🎙️ VoiceBench

Open-source voice AI evaluation workbench for dev teams

Quick Start • Features • Screenshots • Architecture • Providers • Contributing

What is VoiceBench?

VoiceBench is an open-source evaluation workbench for teams building voice AI applications. Hook up your voice providers, run real conversations against evaluation prompts, and get comprehensive quality metrics — both auto-detected and human-rated — in one place.

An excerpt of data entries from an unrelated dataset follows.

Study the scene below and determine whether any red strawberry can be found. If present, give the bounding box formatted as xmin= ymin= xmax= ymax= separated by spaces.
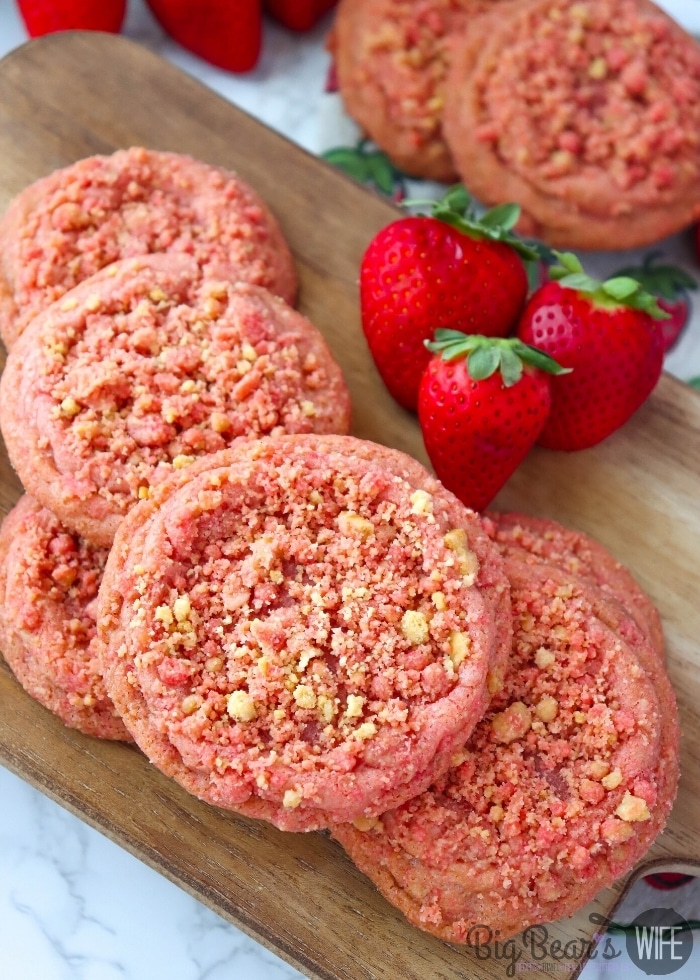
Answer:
xmin=264 ymin=1 xmax=338 ymax=32
xmin=613 ymin=252 xmax=696 ymax=354
xmin=360 ymin=186 xmax=538 ymax=412
xmin=17 ymin=0 xmax=126 ymax=36
xmin=145 ymin=0 xmax=263 ymax=73
xmin=418 ymin=332 xmax=567 ymax=511
xmin=517 ymin=252 xmax=667 ymax=452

If you're building a voice agent and your current eval process is "listen to it and see if it sounds okay," this is for you.

The Problem

Voice AI teams lack standardized tooling to evaluate their agents. Text LLMs have dozens of eval frameworks. Voice agents? You're on your own. You can't easily answer:

How fast does my agent respond? (TTFB, latency)
How accurate is the speech recognition? (WER)
Does it sound natural? Handle interruptions well? (Human judgment)
How does Provider A compare to Provider B on the same prompts?
Are we getting better or worse over time?

The Solution

VoiceBench gives you a structured workflow: pick a provider → pick a prompt → have a conversation → rate the responses → analyze across sessions. Auto-detected metrics (latency, WER, speech rate) are captured automatically. Human quality metrics (naturalness, emotion, turn-taking) are one-click ratings per turn. Everything feeds into a cross-session analytics dashboard you can filter by provider, prompt, or metric.

📸 Screenshots

Live Eval — Conversation with Real-Time Metrics

Start a session with any configured provider. Auto metrics update live. Rate each turn on 8 quality dimensions with one click.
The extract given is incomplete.